4. The vacuum cleaner of claim 2, wherein said suction relief inlet comprises a right side inlet on a right side of said housing and a left side inlet on a left side of said housing.

5. The vacuum cleaner of claim 4, wherein said airflow control valve comprises a first flexible and resilient flap covering said right side inlet and a second flexible and resilient flap covering said left side inlet wherein said first and second flaps are normally biased into a closed position but are displaced into an open position when said bottom plate seals against an underlying carpet.

6. The vacuum cleaner of claim 5, wherein said suction cavity comprises an agitator cavity and said vacuum cleaner further includes (a) a rotary agitator disposed in said agitator cavity and (b) an agitator cavity shield between said housing and said agitator, said passageway being formed between an outer surface of said agitator cavity shield and an inner surface of said housing.

7. The vacuum cleaner of claim 6, wherein said agitator cavity shield includes a first recess at a right end and a second recess at a left end to direct airflow from said suction relief inlet toward right and left ends of said agitator cavity.

8. The vacuum cleaner of claim 7, further including an airflow blocking rib between said agitator cavity shield and said cover for directing air from said suction relief inlet toward said right and left ends of said agitator cavity.

9. The vacuum cleaner of claim 7, further including an air diversion channel adjacent a lowermost and forwardmost edge of said agitator cavity shield for directing air from said suction relief inlet toward said right and left ends of said agitator cavity.

10. The vacuum cleaner of claim 9, wherein said air diversion channel extends between said first recess and said second recess.

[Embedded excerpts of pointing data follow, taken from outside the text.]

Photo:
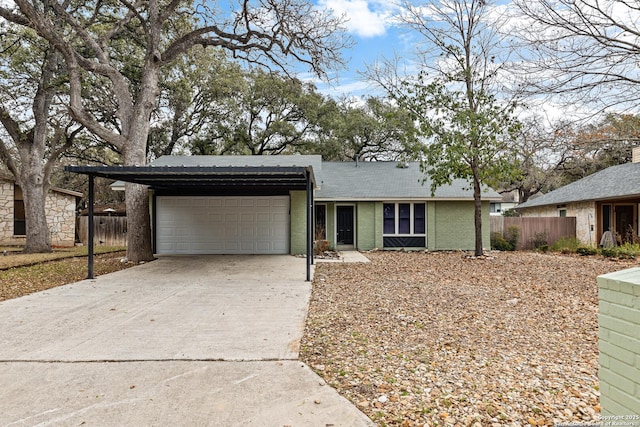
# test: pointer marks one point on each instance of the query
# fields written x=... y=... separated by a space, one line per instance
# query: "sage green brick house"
x=256 y=205
x=389 y=205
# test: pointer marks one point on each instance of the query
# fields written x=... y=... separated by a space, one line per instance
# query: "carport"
x=236 y=180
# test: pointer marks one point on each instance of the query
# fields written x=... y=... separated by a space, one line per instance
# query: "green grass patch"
x=14 y=258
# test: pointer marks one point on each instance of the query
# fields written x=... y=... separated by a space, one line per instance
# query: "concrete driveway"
x=199 y=340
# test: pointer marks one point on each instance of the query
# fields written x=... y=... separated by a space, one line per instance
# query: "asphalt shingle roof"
x=346 y=180
x=611 y=183
x=385 y=181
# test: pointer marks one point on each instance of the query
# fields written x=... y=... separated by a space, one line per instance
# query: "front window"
x=389 y=218
x=321 y=222
x=19 y=222
x=404 y=218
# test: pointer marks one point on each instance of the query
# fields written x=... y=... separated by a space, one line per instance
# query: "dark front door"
x=344 y=220
x=624 y=222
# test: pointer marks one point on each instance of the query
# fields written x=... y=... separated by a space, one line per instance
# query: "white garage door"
x=222 y=225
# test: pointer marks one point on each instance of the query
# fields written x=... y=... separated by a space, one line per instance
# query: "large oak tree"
x=36 y=128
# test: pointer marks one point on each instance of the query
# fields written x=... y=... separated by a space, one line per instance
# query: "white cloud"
x=365 y=18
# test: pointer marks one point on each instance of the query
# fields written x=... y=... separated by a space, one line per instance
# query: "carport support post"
x=90 y=227
x=309 y=226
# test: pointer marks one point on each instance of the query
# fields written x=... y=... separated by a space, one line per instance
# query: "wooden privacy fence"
x=554 y=227
x=108 y=230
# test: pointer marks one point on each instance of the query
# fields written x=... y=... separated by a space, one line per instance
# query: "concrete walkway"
x=208 y=340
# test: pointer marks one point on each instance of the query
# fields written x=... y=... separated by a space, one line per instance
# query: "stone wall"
x=61 y=217
x=619 y=345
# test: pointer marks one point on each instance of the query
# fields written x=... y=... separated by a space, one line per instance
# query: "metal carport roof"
x=206 y=177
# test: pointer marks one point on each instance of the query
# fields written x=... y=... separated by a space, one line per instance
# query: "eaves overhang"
x=194 y=177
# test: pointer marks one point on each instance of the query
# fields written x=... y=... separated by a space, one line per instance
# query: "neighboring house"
x=60 y=207
x=510 y=200
x=604 y=201
x=258 y=204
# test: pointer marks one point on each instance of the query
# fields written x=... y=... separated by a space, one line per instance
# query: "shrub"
x=566 y=245
x=499 y=243
x=626 y=251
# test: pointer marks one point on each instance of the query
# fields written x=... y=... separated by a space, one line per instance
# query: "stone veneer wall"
x=619 y=346
x=585 y=218
x=61 y=217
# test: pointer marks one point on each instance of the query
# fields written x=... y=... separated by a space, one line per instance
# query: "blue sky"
x=370 y=24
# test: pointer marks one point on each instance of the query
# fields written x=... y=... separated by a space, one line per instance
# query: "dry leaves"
x=440 y=339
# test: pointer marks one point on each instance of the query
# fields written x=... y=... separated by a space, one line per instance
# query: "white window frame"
x=396 y=217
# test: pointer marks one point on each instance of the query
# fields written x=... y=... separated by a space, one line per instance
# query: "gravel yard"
x=418 y=339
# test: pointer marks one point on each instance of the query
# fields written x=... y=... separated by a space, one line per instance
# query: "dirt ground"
x=443 y=339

11. The vacuum cleaner of claim 10, wherein said agitator cavity shield is tapered at a forward edge at said right and left ends so as to form a split discharge outlet of said passageway adjacent each end of said agitator cavity immediately above said bottom plate whereby air from said suction relief inlet passes through said passageway and is discharged from said split discharge outlet adjacent left and right ends of said agitator cavity so that said air sweeps across an entire width of said agitator cavity toward a centerline of said nozzle assembly to provide enhanced cleaning action.

12. The vacuum cleaner of claim 11, wherein said agitator cavity shield is transparent and said housing includes a transparent cover over said agitator cavity shield.

13. The vacuum cleaner of claim 6, wherein said agitator cavity shield includes a right end channel and a left end channel for directing air from said suction relief inlet toward opposed ends of said agitator in said agitator cavity.

14. The vacuum cleaner of claim 1, wherein said passageway directs air from said suction relief inlet toward opposing ends of said suction cavity.

15. The vacuum cleaner of claim 1, wherein said suction relief inlet comprises a right side inlet on a right side of said housing and a left side inlet on a left side of said housing.

16. The vacuum cleaner of claim 2, wherein said airflow control valve comprises a first flexible and resilient flap covering said right side inlet and a second flexible and resilient flap covering said left side inlet wherein said first and second flaps are normally biased into a closed position but are displaced into an open position when said bottom plate seals against an underlying carpet.

17. The vacuum cleaner of claim 16, wherein said suction cavity comprises an agitator cavity and said vacuum cleaner further includes (a) a rotary agitator disposed in said agitator cavity and (b) an agitator cavity shield between said housing and said agitator, said passageway being formed between an outer surface of said agitator cavity shield and an inner surface of said housing.

18. The vacuum cleaner of claim 17, wherein said agitator cavity shield includes a first recess at a right end and a second recess at a left end to direct airflow from said suction relief inlet toward right and left ends of said agitator cavity.

19. The vacuum cleaner of claim 1, wherein said vacuum cleaner is a canister vacuum cleaner.

20. The vacuum cleaner of claim 1, wherein said vacuum cleaner is an upright vacuum cleaner.